Because the camp is near Freeman and Sawmill campgrounds, both owned by the Forest Service, Steele said he’d like to share a caretaker who would oversee all three camps. The manager’s wages would be shared between the county and the Forest Service.

Another meeting will be scheduled, but Steele said he already knows what question he plans to ask the Forest Service at the meeting.

“What amount of dollars are you willing to put into manpower for the campgrounds?” he said.

If the county doesn’t reach an understanding with the Forest

Service or develop a memorandum of understanding, Steele said he thought the county would have the chance to remove its facilities, such as picnic tables, from the premises.

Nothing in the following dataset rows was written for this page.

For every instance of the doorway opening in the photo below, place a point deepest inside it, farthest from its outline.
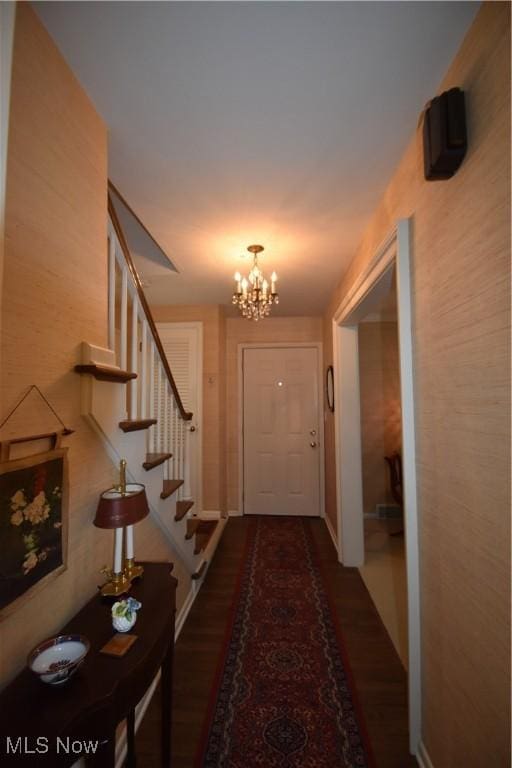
(369, 291)
(384, 567)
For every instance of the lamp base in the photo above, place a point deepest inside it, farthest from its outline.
(132, 571)
(118, 585)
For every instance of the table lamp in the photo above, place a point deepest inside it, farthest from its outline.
(121, 507)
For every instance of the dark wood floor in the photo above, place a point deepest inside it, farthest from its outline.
(379, 676)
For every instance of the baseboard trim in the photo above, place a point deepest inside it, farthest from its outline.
(210, 514)
(423, 757)
(331, 532)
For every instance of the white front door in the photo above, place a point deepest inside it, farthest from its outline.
(281, 467)
(183, 347)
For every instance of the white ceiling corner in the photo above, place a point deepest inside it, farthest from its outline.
(272, 122)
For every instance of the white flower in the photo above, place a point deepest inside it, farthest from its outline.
(17, 517)
(37, 510)
(30, 562)
(18, 501)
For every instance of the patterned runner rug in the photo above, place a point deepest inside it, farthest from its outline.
(283, 697)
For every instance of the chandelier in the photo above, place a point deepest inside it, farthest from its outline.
(253, 295)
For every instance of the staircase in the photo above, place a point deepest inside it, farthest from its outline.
(131, 400)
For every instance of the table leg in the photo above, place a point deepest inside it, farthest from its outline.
(106, 755)
(131, 758)
(166, 690)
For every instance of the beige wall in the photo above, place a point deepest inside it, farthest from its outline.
(381, 428)
(54, 297)
(461, 323)
(213, 426)
(239, 331)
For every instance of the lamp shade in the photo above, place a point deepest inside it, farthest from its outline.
(116, 509)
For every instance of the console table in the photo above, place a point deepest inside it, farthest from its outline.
(39, 723)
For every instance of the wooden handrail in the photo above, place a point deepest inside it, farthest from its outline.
(186, 415)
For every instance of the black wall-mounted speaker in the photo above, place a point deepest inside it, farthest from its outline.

Steele didn’t think any money had been budgeted for the camp in 2005.

During the 2004 budget cycle, the commissioners closed Sherman Youth Camp, because they couldn’t afford to pay a weekend attendant. But Girl Scout Troop 201 volunteered to raise the money to pay an attendant so the camp could stay open.

Scouts, churches, and schools are the most frequent users of the camp.

The Girl Scouts raised a little more than $3,500, enough to open the camp for the aforementioned groups but not enough for the entire community. The county rented the camp for $50 a day, and the scouts asked the commissioners to put that money in a fund to keep the camp open.

But that was a one-time fix, and the commissioners don’t expect more financial support from tthose who donated.